The Summerland Steam is riding high in the standings – and so are their division rivals the Osoyoos Coyotes.
“Just like everybody else – you hope to have the best regular season you can so you set yourself up for home ice advantage come playoff time,” said head coach John DePourcq.
Neither Summerland or Osoyoos has to worry about missing the post season, but the club to finish the season with more points gets home-ice advantage if the two teams meet up in the second round of the playoffs.
Taking a look at his opponent’s success, DePourcq said Coyotoes coach Ken Law does his job well and has been with the club for years, which causes other players to take notice.
“Once a team starts winning everyone wants to play there. That winning attitude continues on,” he said. “He’s going to prepare his group very similar to the way we do. It’s about staying healthy, get some bounces go your way, have some good luck on your side and make sure you’re ready come playoff time.”
The Steam reached the semi-finals of the playoffs last season after defeating the Coyotes in the division finals. Fourteen players from last season remained on the roster this year.
“We have the potential to go a long way and we’re working hard for it,” DePourcq said. “We’re in a solid division (Okanagan Division). Osoyoos is always strong and Kelowna is having a great season. And we can’t count out Princeton and North Okanagan – we have to be on when we play against them or they’ll steal one. I’ve done this long enough to know you never get cocky or arrogant.”

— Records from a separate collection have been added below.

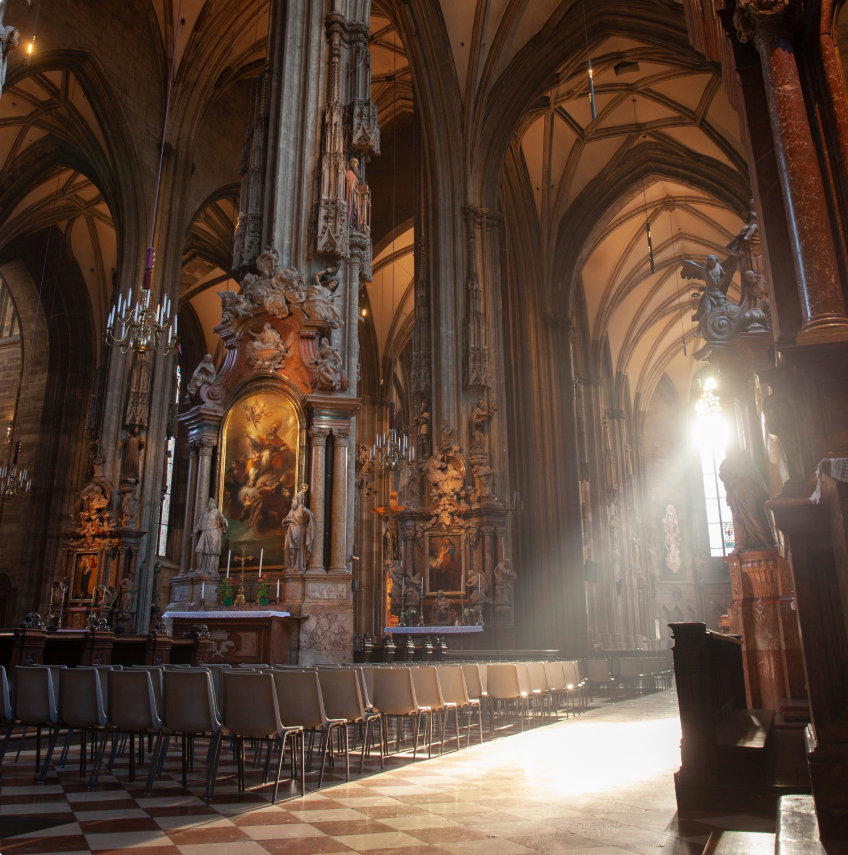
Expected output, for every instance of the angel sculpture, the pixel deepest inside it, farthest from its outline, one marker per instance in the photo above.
(716, 278)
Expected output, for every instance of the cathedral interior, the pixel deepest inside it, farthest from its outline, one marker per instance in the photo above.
(367, 332)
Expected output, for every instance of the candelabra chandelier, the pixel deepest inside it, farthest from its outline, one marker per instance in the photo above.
(391, 451)
(139, 328)
(14, 482)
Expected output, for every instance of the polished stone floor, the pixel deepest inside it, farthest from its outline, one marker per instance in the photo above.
(600, 782)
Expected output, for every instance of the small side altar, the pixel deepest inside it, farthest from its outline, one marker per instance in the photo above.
(243, 636)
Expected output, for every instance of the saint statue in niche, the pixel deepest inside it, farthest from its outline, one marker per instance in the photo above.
(299, 533)
(211, 527)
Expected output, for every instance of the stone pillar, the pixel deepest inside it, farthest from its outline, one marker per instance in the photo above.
(318, 441)
(771, 28)
(185, 562)
(338, 537)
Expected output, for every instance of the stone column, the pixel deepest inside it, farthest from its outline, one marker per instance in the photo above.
(771, 26)
(318, 441)
(761, 568)
(205, 449)
(338, 537)
(185, 562)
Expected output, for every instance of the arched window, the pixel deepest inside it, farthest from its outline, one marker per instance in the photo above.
(169, 477)
(711, 437)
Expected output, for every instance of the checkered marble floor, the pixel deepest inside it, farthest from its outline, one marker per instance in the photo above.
(601, 782)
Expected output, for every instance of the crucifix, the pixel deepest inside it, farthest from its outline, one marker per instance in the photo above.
(242, 559)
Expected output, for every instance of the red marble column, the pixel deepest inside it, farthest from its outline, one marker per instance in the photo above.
(770, 26)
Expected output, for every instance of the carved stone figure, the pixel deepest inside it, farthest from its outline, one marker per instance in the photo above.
(267, 351)
(422, 423)
(212, 525)
(478, 426)
(8, 42)
(354, 202)
(128, 591)
(746, 494)
(132, 445)
(398, 592)
(328, 366)
(204, 373)
(319, 298)
(504, 578)
(299, 526)
(441, 610)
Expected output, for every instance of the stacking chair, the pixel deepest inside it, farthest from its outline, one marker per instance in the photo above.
(342, 695)
(557, 684)
(454, 690)
(35, 706)
(539, 686)
(190, 711)
(250, 710)
(474, 685)
(132, 710)
(301, 704)
(429, 694)
(394, 694)
(81, 708)
(502, 680)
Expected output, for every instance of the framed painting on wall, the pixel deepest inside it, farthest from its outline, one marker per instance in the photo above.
(445, 561)
(86, 567)
(259, 468)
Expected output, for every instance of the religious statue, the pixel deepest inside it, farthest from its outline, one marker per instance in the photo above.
(422, 423)
(319, 299)
(354, 202)
(211, 526)
(8, 42)
(328, 366)
(128, 589)
(267, 351)
(504, 578)
(478, 427)
(204, 373)
(747, 495)
(398, 592)
(299, 526)
(132, 444)
(441, 610)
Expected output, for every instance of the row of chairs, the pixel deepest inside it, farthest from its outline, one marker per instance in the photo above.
(275, 708)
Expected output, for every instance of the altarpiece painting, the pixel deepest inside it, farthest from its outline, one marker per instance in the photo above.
(259, 465)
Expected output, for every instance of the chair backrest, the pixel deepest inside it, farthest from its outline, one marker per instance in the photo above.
(502, 681)
(597, 670)
(394, 691)
(250, 704)
(538, 679)
(5, 696)
(190, 702)
(81, 698)
(473, 684)
(555, 676)
(156, 672)
(341, 693)
(133, 702)
(35, 700)
(452, 684)
(299, 699)
(428, 693)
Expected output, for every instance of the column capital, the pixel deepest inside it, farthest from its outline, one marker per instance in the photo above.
(759, 21)
(319, 436)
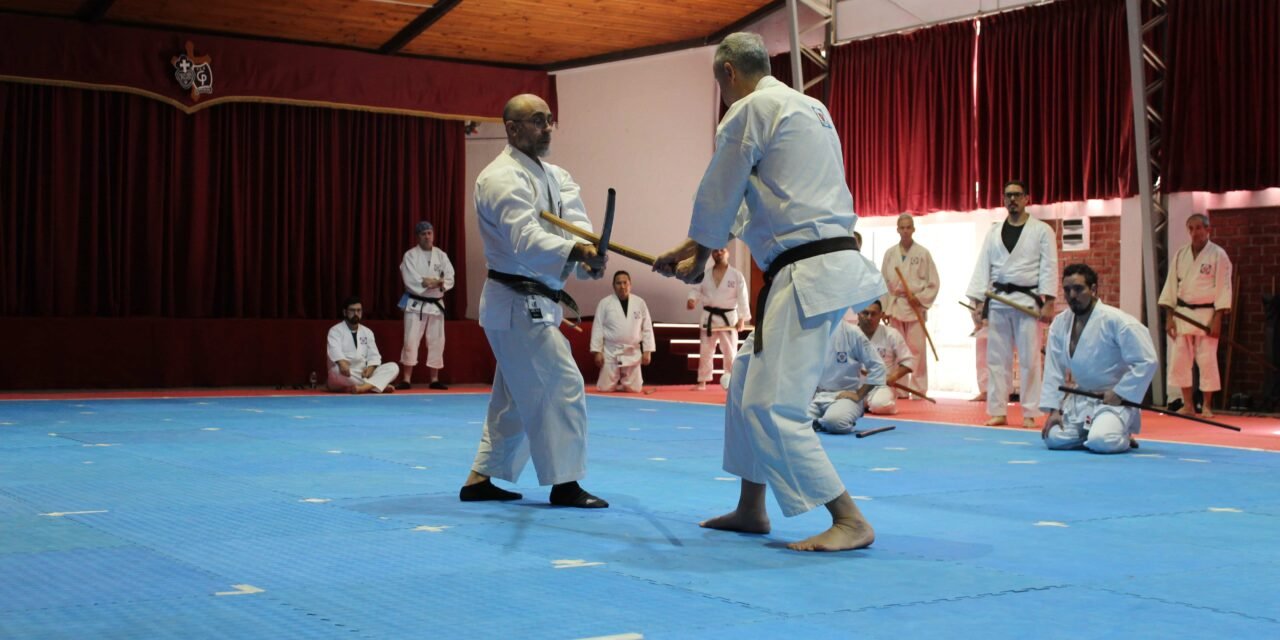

DePourcq, who’s coaching the team for his fifth season, is a Summerland native born and raised. Before taking the reigns of head coach, he was a Junior A hockey player in Penticton, and his son was also the Penticton Vees.
“It’s nice to come back, play full circle.”
While most players on the Steam came from around the Okanagan, much of their top talent was imported from Whitehorse, Yukon. Jarrett Malchow, Riley Pettitt and Wyatt Gale all came from that community, and they’re all among the top-five leading scorers on the team.
“Two or three years ago we had a bunch of them come to one of our spring camps,” he said.
“Obviously we liked the way they played. And those boys that originally came to the team enjoyed it enough to finish their careers in junior hockey with us. “It’s been great to have those northern boys here with us.”
Although there are 20 teams in the KIJHL and they all face each other during the regular season, each team only competes for a playoff positions against their division rivals. As of press deadline on Wednesday, the Steam were leading the division with 34 points after 23 games, though the Coyotes are only two points behind and have played two less games.
The Steam played at home on Tuesday night against the North Okanagan Knights, defeating them with a score of 2-1, netting both goals in the third period.
Their next game is in enemy territory on Saturday, taking on their rivals the Osoyoos Coyotes at 7:35 p.m.
Summerland’s next home game is Dec. 3 at 7:30 p.m. against the Kelowna chiefs.